Last year, the Levi’s style 501 celebrated 150 years in production. It comes in several styles, including some sewn from selvedge denim, making this model a classic go-to for beginners. Buck Mason is another brand that takes pride in producing 100 percent American jeans manufactured with traditional techniques.

Don’t Wash After Every Wear

When it comes to maintaining your jeans, experts agree that you should wash them only when necessary. Some say after five to six wears, while others say you can wait until the 10th wear, unless they are visibly dirty. It depends on your lifestyle and the jeans themselves.

Although denim is a strong fabric, being 100 percent (or almost 100 percent) cotton makes it sensitive to washing.
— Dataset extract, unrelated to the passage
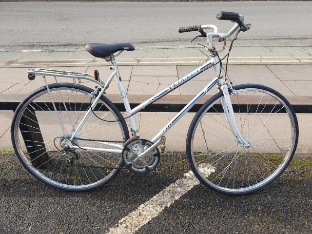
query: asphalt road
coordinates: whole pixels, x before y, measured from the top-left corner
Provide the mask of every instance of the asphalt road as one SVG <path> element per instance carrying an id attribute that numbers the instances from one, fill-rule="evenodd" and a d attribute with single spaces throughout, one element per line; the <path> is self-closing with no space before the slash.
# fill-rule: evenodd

Washing it less often helps extend its lifespan.

No need to wash them too often: repeated washes will wear down the denim. (Wachiwit/iStock/Getty Images Plus)
No need to wash them too often: repeated washes will wear down the denim. (Wachiwit/iStock/Getty Images Plus)

You might have heard of a tip that takes a more extreme approach to jeans maintenance: freezing them instead of washing. This may have started with raw denim enthusiasts, who avoid washing their jeans as much as possible. Freezing jeans may help fight some odors—but according to the experts, it doesn’t really work.

“Ah, the old denim myth. Freezing jeans to clean them is more of a gimmick than a garment care strategy,” Mr. Liebenberg said. “It won’t remove dirt or stains, though it may kill some odor-causing bacteria.”

Spot cleaning and airing out is a better alternative, Ms. King said.

When it does come time to wash your jeans, be gentle. As with any cotton clothing, experts recommend washing with cold water and a delicate cycle to prevent shrinkage. Hand washing is even better.

Another issue with dyed cotton fabrics is that they may bleed in the wash, and the indigo dyes used in blue jeans are no exception.

“Cotton does not hold color very well, so it will fade over time,” said Ms. Barrett. “A way to avoid this is to wash inside out and at as low a temperature as possible. The more you wash cotton, the more faded it will become, so only wash it when necessary.”

Skip the Dryer

When drying, avoid high heat. “Air drying is your denim’s best friend,“ Mr. Liebenberg said. ”The heat from the dryer can shrink and warp them.” He recommends hanging jeans or laying them flat to air dry.

As you choose and care for your favorite jeans, keep in mind that you will not be wearing just a pair of pants, but a piece of history as well. Every time you wear them, you’re keeping an American icon alive.